Umami-Seminar mit Heiko Antoniewicz

Umami als Geschmack wird von den meisten kaum wahrgenommen, fehlt es allerdings, findet man das Essen auch nicht mehr lecker.

Umami als eigenständiger Geschmack wurde zu Beginn des 20. Jahrhunderts von dem japanischen Professor Kikunae Ikeda entdeckt, allerdings erst in den Achtzigern allgemein als fünfter Geschmack anerkannt. Umami kommt als Begriff aus dem Japanischen und beschreibt einen fleischigen, herzhaften Geschmack, wie man ihn beispielsweise in Parmesan, Tomaten, Kartoffeln, Spargel, japanischer Sojasauce, Dashi und auch in Muttermilch findet.

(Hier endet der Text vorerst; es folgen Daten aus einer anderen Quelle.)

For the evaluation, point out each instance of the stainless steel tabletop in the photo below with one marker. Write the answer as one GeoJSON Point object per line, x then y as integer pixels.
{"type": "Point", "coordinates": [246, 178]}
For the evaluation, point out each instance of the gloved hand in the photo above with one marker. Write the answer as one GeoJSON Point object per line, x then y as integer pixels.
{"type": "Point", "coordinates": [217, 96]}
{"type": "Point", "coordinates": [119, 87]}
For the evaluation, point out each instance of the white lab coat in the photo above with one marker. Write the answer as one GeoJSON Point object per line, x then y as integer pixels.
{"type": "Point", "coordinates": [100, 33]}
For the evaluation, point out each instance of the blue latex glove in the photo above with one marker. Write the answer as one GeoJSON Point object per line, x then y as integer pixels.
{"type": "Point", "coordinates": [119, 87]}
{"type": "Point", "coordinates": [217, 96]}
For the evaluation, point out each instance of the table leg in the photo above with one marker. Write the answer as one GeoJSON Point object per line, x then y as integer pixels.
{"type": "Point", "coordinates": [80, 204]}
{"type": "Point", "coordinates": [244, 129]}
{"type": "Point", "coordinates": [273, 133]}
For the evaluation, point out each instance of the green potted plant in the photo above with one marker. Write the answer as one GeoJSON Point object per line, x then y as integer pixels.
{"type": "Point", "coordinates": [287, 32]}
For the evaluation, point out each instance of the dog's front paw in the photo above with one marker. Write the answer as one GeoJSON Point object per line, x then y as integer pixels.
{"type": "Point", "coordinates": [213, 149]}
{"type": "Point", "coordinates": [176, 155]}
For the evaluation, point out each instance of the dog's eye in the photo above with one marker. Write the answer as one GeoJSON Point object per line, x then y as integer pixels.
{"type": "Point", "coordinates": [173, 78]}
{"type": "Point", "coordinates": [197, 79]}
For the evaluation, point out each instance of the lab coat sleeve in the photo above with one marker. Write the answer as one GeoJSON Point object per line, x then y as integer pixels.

Umami spielt also eine große Rolle, wenn es darum geht, etwas besonders Leckeres zuzubereiten, was uns im Gedächtnis bleibt und uns stark im Bereich der Gefühle trifft.

In diesem Seminar von und mit Heiko Antoniewicz beschäftigen wir uns unter anderem intensiv mit Miso für den ultimativen Umami-Geschmack. Miso, ursprünglich nur Liebhabern der japanischen Küche oder Kennern der makrobiotischen Ernährungsrichtung bekannt, ist weit mehr als nur eine salzige Paste, die eine Schale Suppe würzt. Die verschiedenen Misoarten haben ein derart komplexes Geschmacksspektrum, das es einem fast den Atem verschlägt.

Von 10:00 bis 16:00 in der Wihoga Dortmund, Am Rombergpark 38, 44225 Dortmund. Kosten: 297,50 Euro.